__/ [ Roy Culley ] on Saturday 06 May 2006 01:22 \__
> begin risky.vbs
> <1146872219.535116.192710@xxxxxxxxxxxxxxxxxxxxxxxxxxxx>,
> "Ramon F Herrera" <ramon@xxxxxxxxxxx> writes:
>>
>>> Google *automatically* posts stats for every newsgroup it hosts. I
>>> believe this happens around midnight on Sunday.
Google, being an outsider and a third-party, /might/ be irrelevant.

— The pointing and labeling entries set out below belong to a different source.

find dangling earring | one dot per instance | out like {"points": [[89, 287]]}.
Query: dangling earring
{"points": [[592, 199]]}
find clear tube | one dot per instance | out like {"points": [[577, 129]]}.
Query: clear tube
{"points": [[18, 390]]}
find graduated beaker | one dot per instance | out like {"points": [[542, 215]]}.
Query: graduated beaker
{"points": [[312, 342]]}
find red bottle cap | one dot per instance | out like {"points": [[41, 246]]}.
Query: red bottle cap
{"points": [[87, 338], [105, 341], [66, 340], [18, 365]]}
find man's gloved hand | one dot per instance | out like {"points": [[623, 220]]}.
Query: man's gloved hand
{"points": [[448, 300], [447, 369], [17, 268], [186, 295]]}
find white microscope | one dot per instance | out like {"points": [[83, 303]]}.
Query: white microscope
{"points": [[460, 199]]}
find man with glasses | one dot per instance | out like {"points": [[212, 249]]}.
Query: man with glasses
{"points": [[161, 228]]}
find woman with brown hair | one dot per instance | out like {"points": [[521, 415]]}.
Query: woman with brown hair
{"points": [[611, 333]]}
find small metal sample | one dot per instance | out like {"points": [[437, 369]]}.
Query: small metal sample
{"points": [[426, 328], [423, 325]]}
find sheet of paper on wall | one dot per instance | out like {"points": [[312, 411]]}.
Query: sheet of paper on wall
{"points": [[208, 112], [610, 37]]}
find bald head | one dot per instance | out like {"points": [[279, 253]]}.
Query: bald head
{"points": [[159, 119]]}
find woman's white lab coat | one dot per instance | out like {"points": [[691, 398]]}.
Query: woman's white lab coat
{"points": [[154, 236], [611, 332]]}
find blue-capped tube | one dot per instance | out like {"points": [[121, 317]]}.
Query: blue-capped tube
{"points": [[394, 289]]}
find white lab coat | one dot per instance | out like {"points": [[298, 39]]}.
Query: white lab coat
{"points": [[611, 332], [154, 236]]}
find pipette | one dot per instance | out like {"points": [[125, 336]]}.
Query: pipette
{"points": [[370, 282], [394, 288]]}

>> I beg to differ, and would love to be proven wrong.
>
> Larry does tend to put his foot in it every so often. Google may well
> produce stats but they certainly don't post them.
>
>> How come the COLA stats are posted under the name of Roy Culley and
>> the only postings that he has all go to COLA? Roy is a regular
>> poster in COLA, isn't he?. It seems like he wrote some gateway and
>> sends the summary to COLA and only to COLA.
>
> I used to use turqstat to generate the COLA stats. It is written in
> C++ and has a few bugs that kept annoying me. The code is awful. It
> is full of hard coded crap. For example, things like column width
> are hard coded instead of being a variable.
I happen to use that code and I even modified it slightly. I didn't find it
all that bad. Another package that I use is MLS (targetted at mailing lists)
and its code seems rather elegant. It can probably be used to process
newsgroup data, stored as mbox-formatted mail archives. Some output
'sections' might be irrelevant, but other than that, consider exploring:
http://freshmeat.net/projects/mls
I had to mend something with its handling of dates, so contact me off list
(NG) if you want some code/advice.
> Anyway, I decided one day to see how hard it would be to do the same
> task with perl. Within a few hours I had a script that did what I
> wanted. What amazed me was that the perl script was faster than
> turqstat! The script has been 'enhanced' since to what it is today.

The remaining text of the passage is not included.